El préstamo sin intereses y la donación económica son los métodos más comunes de ayuda personal para alquilar o adquirir una vivienda, con un importe medio de 26.000 euros
Una encuesta de la Organización de Consumidores y Usuarios (Ocu) a una muestra representativa de la población con edades comprendidas entre 25 y 79 años parece confirmar el excesivo esfuerzo al que se enfrentan la ciudadanía a la hora de alquilar o adquirir una vivienda: el 39% ha necesitado la ayuda de un familiar o de amistades en algún momento de su vida.
Según los datos aportados, el esfuerzo es mayor si cabe entre las personas más jóvenes (de 25 a 44 años): hasta el 50% precisaron algún tipo de ayuda económica no bancaria. Las generaciones más veteranas (de 60 a 79 años) también lo sufrieron, pero en menor proporción: el 31% necesitaron en algún momento la ayuda de algún familiar o amistades para afrontar la compra o el alquiler de una vivienda. De hecho, este grupo de población es, a su vez, el principal donante: uno de cada dos facilitó ayuda a sus hij@s con este mismo objetivo.

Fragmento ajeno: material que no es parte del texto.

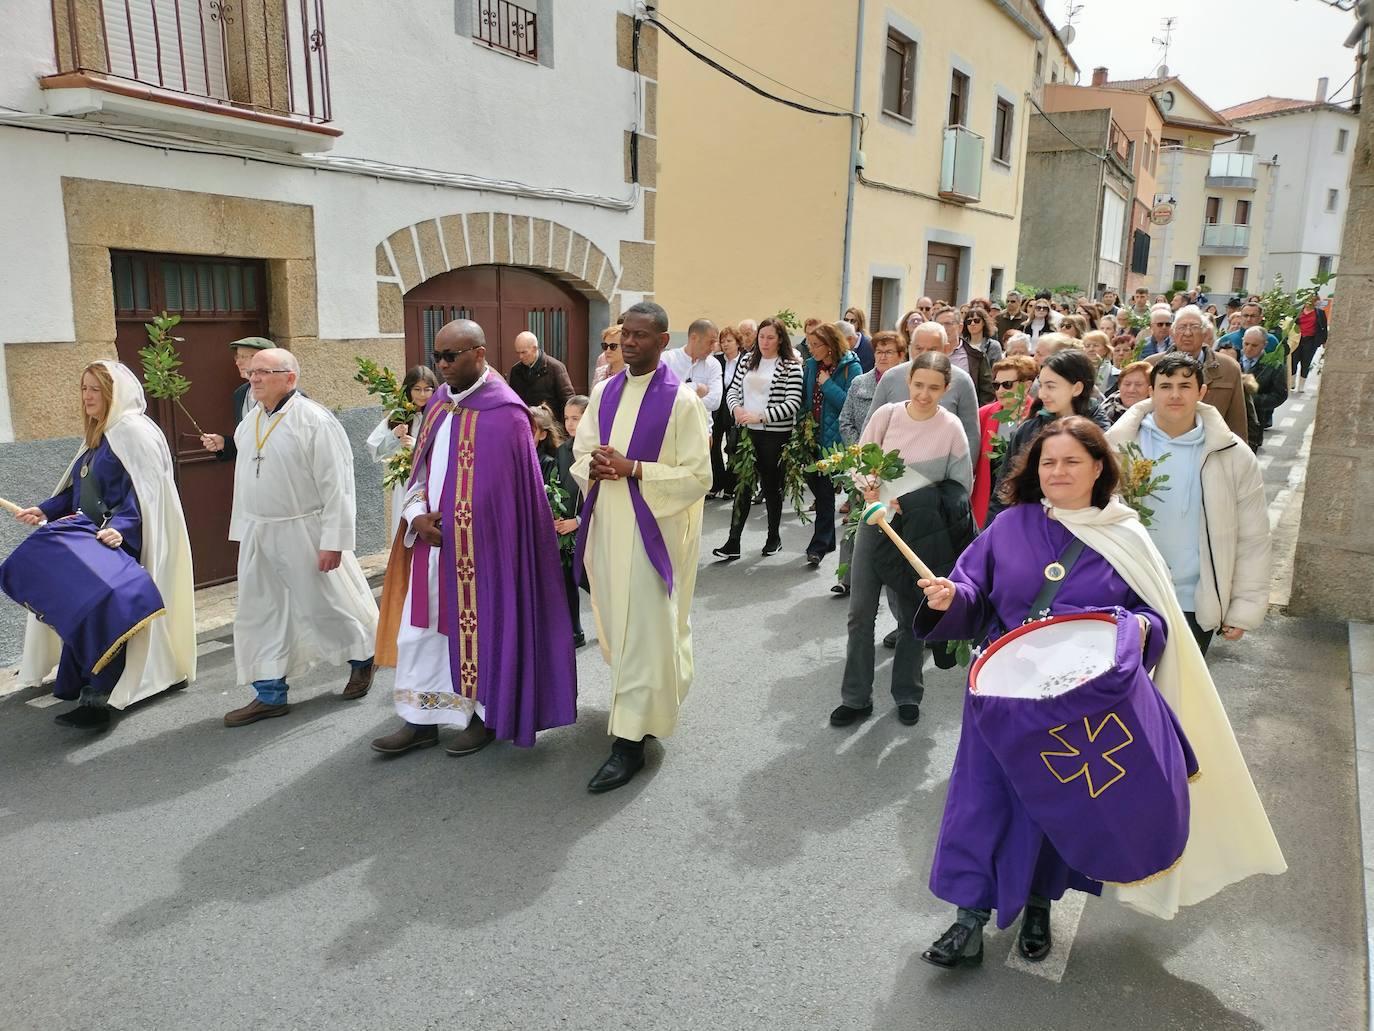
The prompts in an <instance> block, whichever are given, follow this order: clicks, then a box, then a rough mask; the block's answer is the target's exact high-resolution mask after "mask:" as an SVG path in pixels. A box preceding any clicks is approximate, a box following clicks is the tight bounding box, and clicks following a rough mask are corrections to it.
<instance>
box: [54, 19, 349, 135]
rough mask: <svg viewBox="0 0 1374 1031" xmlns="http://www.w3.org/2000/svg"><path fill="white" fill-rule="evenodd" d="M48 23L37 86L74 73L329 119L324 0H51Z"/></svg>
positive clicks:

La encuesta de Ocu revela además los principales tipos de ayuda económica de familiares y amistades para acceder a la vivienda. Los más habituales son el préstamo sin intereses (11%) y la donación de dinero (11%), en cuyo caso el importe ascendió a 26.000 euros de media entre las personas beneficiarias en los últimos cinco años. Otras fórmulas de ayuda son el aval bancario (10%) y la cesión temporal de una vivienda o con un alquiler reducido (8%).
Los resultados de la encuesta ponen de relieve la falta de un parque de vivienda suficiente y asequible que sea capaz de asumir una demanda que no ha dejado de crecer en los últimos años y que lo seguirá haciendo. En este escenario, Ocu solicita varias medidas básicas:
-Un compromiso de todas las administraciones para la ejecución de un plan de vivienda ambicioso que contemple la construcción de nuevas casas, y la movilización de las vacías, eliminando trabas burocráticas, ya que la oferta actual es insuficiente frente a una demanda creciente (258.000 hogares nuevos solo en 2025). También en vivienda pública: frente a un déficit de 750.000 casas, en 2025 solo hubo 12.858 calificaciones definitivas de Vpo.
-Seguridad jurídica sobre el derecho a la propiedad y al alquiler. Para pequeños propietarios, el alquiler de larga duración es lo más cómodo y lo más rentable fiscalmente, pero muchas personas prefieren el alquiler turístico o de temporada por miedo a no poder recuperar la posesión en caso de problemas: extensión de prórrogas, suspensión de desahucios, limitación de la renta en contratos nuevos y existentes, etc.
-Compensaciones rápidas y automáticas o medidas equivalentes para propietarios afectados por demoras en la recuperación de la posesión de su vivienda en casos de impago u ocupación por personas vulnerables.
-Mantener la vigilancia sobre posibles abusos en el alquiler, ante cobros indebidos, garantías excesivas, fianzas no devueltas sin justificación, incumplimientos del deber de conservación de la vivienda, etc.
Por último, aprovechando la experiencia acumulada de 50 años ayudando a las personas consumidoras a resolver sus problemas y a conseguir mejores servicios, OCU ofrece asistencia personalizada en operaciones de venta y alquiler de vivienda para quien lo necesite.